People who have suffered a stroke are more likely to develop dementia, a study conducted by the University of Exeter Medical School confirmed. The study involved an analysis of 3.2 million people across the world. Researchers found that the link between stroke and dementia persisted even after taking into account other dementia risk factors such as blood pressure, diabetes and cardiovascular disease.
“We found that a history of stroke increases dementia risk by around 70%, and recent strokes more than doubled the risk. Given how common both stroke and dementia are, this strong link is an important finding. Improvements in stroke prevention and post-stroke care may, therefore, play a key role in dementia prevention,” said lead researcher Ilianna Lourid.

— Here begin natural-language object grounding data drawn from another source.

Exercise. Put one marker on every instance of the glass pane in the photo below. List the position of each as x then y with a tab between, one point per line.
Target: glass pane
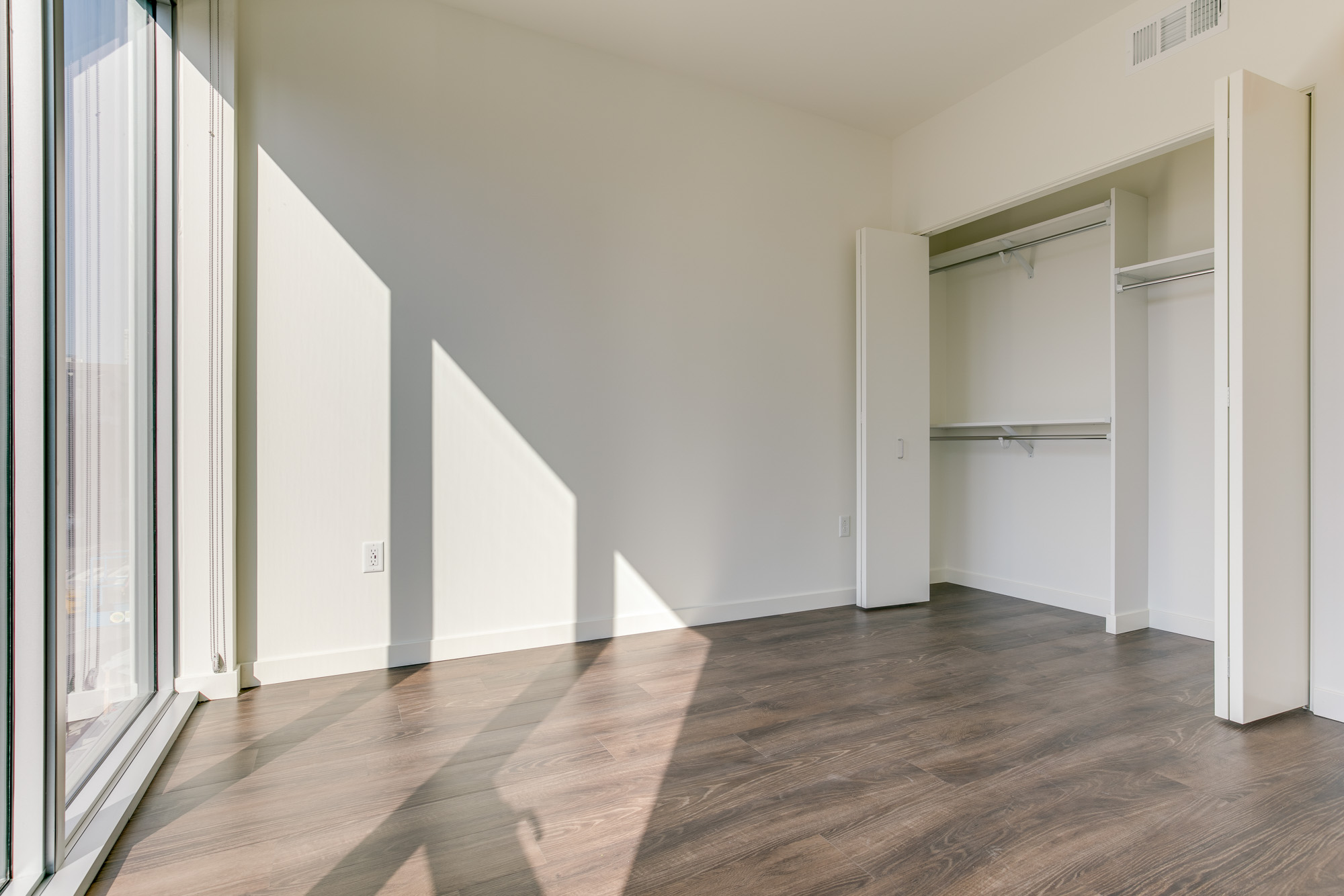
5	447
106	480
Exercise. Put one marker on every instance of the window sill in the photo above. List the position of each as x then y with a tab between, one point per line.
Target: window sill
88	854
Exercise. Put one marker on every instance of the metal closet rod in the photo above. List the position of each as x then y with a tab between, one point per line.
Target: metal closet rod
1015	439
1019	247
1165	280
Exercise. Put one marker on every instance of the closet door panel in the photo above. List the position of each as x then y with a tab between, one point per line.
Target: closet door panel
1261	302
893	440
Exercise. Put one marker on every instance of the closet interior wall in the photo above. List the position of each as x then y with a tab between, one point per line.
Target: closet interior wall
1009	347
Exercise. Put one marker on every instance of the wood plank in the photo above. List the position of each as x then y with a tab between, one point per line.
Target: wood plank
976	744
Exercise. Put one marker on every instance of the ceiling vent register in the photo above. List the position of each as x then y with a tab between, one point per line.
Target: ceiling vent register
1174	30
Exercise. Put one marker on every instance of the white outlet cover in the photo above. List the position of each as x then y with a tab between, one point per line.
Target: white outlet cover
373	557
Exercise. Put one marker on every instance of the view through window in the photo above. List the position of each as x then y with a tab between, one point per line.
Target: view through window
106	480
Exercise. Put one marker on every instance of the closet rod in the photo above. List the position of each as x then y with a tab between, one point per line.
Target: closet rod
1015	439
1165	280
1021	247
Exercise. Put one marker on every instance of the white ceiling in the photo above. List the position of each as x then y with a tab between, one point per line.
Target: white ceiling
880	65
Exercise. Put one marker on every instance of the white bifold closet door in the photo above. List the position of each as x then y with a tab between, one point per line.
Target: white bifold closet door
893	514
1263	193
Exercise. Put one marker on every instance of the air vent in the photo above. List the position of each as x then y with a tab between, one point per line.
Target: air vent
1174	30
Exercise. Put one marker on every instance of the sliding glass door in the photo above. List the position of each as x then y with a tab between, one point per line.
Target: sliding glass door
104	381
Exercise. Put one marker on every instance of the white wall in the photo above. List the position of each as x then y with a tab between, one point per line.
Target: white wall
1075	111
463	244
1181	416
1011	349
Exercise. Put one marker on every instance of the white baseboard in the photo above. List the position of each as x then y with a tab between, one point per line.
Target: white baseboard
1181	624
1027	592
411	654
1329	705
212	687
1123	623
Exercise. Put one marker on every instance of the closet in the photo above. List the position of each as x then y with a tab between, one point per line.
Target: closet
1097	400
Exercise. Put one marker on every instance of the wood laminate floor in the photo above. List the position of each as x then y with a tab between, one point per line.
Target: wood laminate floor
975	745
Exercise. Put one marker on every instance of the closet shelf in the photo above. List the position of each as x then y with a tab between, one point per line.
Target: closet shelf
1084	218
1099	421
1165	269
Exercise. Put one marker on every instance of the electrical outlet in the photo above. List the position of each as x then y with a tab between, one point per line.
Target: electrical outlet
373	557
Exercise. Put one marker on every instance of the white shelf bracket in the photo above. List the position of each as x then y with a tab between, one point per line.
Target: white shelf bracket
1003	257
1026	447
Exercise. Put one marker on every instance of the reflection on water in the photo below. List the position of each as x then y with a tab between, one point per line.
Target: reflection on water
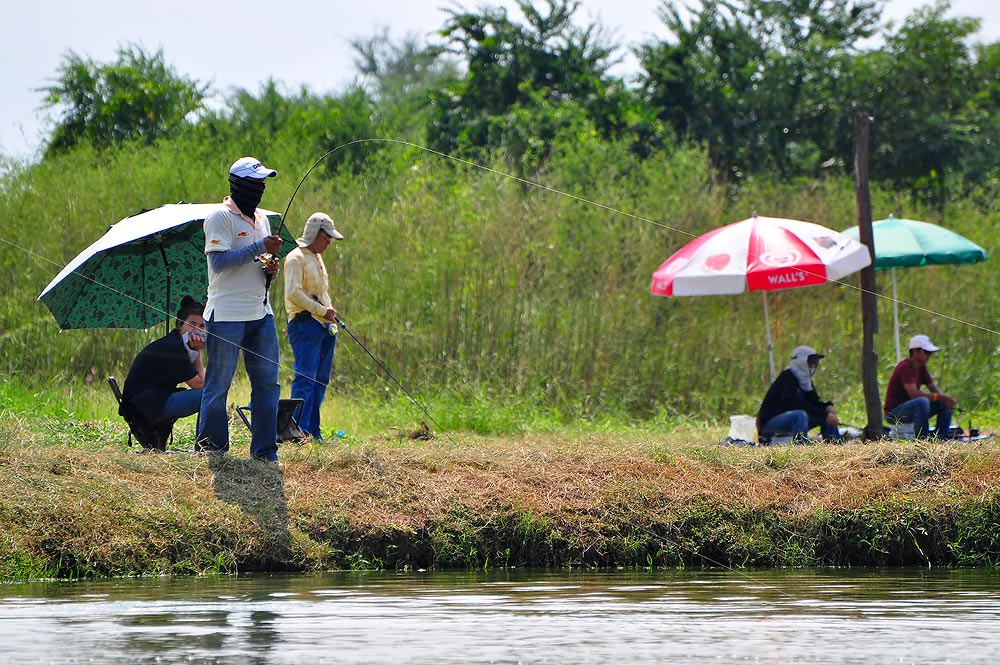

According to the World Health Organisation, 15 million suffer from stroke annually. Apart from that figure, 50 million people around the world suffer from dementia. The number is expected to almost double ever 20 years, reaching 131 million by 2050.
Stroke characteristics such as the location and extent of brain damage may help to explain variation in dementia risk observed between studies, and there was some suggestion that dementia risk may be higher for men following a stroke. Researchers claim that most people who have a stroke do not go on to develop dementia.
“Around a third of dementia cases are thought to be potentially preventable, though this estimate does not take into account the risk associated with stroke. Our findings indicate that this figure could be even higher, and reinforce the importance of protecting the blood supply to the brain when attempting to reduce the global burden of dementia,” said another researcher David Llewellyn. The study has appeared in the Alzheimer’s & Dementia Journal.